The campaign against the tax, which will be imposed by 11 of the EU's 27 countries, focuses on how much it would boost the cost of funding for governments and companies, erode returns earned even by long-term investors, and hurt funding markets which are crucial to the health of the financial system. Advocates of the financial transaction tax say it is small enough and covers enough assets not to distort markets while ensuring banks, which received taxpayers' cash during the financial and eurozone crises, make a contribution to the public coffers as governments try to rein in budget deficits.

Belgium, Germany, Estonia, Greece, Spain, France, Italy, Austria, Portugal, Slovenia and Slovakia have said they will levy the tax. The Commission says revenues from the tax are expected to total up to €35 billion a year, or 1 per cent of the total tax revenues of the participating countries.
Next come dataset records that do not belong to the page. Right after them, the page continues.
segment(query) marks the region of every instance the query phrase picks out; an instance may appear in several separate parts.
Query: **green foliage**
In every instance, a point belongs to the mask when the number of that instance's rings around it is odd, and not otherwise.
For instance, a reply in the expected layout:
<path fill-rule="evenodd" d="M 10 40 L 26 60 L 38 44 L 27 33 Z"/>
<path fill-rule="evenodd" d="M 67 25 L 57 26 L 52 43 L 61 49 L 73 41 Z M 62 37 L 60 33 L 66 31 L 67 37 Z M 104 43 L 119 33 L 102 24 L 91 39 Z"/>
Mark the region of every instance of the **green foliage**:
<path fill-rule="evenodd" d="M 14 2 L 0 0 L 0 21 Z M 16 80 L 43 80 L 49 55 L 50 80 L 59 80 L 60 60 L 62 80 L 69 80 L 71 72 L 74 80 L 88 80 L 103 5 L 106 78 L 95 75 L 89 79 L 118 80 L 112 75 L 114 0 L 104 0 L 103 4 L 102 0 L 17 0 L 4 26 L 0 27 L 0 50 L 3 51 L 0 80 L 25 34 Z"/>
It is still unclear how the tax would be collected in EU countries which won't levy it - a group that includes Britain, which has the region's biggest financial centre.

Bankers are stepping up lobbying of the European Commission and countries which will impose the levy to explain how a tax of 0.1 per cent on stocks and bonds and 0.01 per cent on derivatives could have such a seismic impact. Because such a trade typically involves dealers and brokers as intermediaries between investors, the tax could be levied 10 times, with the same dealer or broker sometimes being taxed twice -- once for buying the bond and again for selling it on -- as well as each time a position is hedged to mitigate risk.

The Commission's own report on the potential impact of the trading tax estimates it could shave 0.28 per cent off gross domestic product in the long run. But it said that imposing the tax "will not negatively impact growth or jobs".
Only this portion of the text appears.